MATTANEWS.CO, SIDOARJO – Ratusan sepeda motor dan remaja terjaring dalam razia balap liar yang digelar aparat kepolisian di Jalan Arteri Porong, Kabupaten Sidoarjo, Jumat (20/2/2026) pagi. Penertiban dilakukan menyusul banyaknya keluhan masyarakat yang merasa resah karena aktivitas tersebut mengganggu kenyamanan ibadah di Bulan Ramadan serta membahayakan pengguna jalan lainnya.
Operasi yang dipimpin jajaran Satlantas Polresta Sidoarjo itu menyasar titik yang kerap dijadikan arena balap liar oleh para remaja. Petugas bergerak cepat ke lokasi setelah menerima aduan masyarakat melalui media sosial, layanan call center 110, hingga siaran radio.

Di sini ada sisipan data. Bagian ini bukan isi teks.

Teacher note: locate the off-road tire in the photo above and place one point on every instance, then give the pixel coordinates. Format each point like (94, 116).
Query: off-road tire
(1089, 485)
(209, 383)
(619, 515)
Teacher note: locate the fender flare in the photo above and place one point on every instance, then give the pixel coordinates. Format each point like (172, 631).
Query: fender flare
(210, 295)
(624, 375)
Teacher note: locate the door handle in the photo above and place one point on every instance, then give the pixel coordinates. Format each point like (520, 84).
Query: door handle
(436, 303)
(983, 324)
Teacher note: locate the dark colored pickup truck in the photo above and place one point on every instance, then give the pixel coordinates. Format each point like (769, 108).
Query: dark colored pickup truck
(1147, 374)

Kasat Lantas Polresta Sidoarjo, AKP Yudhi Anugrah Putra, mengatakan dalam razia tersebut pihaknya berhasil mengamankan kurang lebih 300 kendaraan beserta para pengendaranya.
“Pagi ini kami melaksanakan penertiban dugaan balap liar di wilayah Porong. Kami menutup seluruh akses jalan menggunakan kendaraan besar agar peserta maupun penonton tidak bisa melarikan diri,” ujarnya di lokasi.
Setelah diamankan, para remaja langsung didata, sementara kendaraan mereka diangkut ke Mapolresta Sidoarjo untuk proses lebih lanjut. Polisi juga memanggil orang tua masing-masing guna memberikan pembinaan serta menjemput anak-anak mereka di markas komando.
Selain penindakan tilang, petugas turut melakukan pemeriksaan terhadap kondisi kendaraan. Mayoritas sepeda motor yang terjaring tidak sesuai spesifikasi standar, seperti penggunaan knalpot brong dan modifikasi ekstrem.
“Kendaraan yang tidak sesuai standar wajib dikembalikan ke bentuk semula sebelum bisa diambil. Kami ingin memberikan efek jera agar kejadian serupa tidak terulang,” tegas AKP Yudhi.
Berdasarkan pendataan sementara, sebagian besar pelaku berasal dari wilayah Sidoarjo, namun ada pula yang datang dari Surabaya, Pasuruan, hingga Mojosari.
Sementara itu, Soleh (55), warga sekitar Arteri Porong, mengaku aktivitas balap liar tersebut kerap terjadi dan sangat meresahkan masyarakat. Menurutnya, para remaja sering menutup jalan secara sepihak saat balapan berlangsung.
“Kalau sudah balapan, jalan ditutup total oleh mereka. Pengendara lain tidak bisa lewat dan itu sangat berbahaya,” ungkapnya.
Polisi memastikan akan terus melakukan patroli dan penindakan tegas selama Ramadan guna menjaga ketertiban serta kenyamanan masyarakat dalam menjalankan ibadah.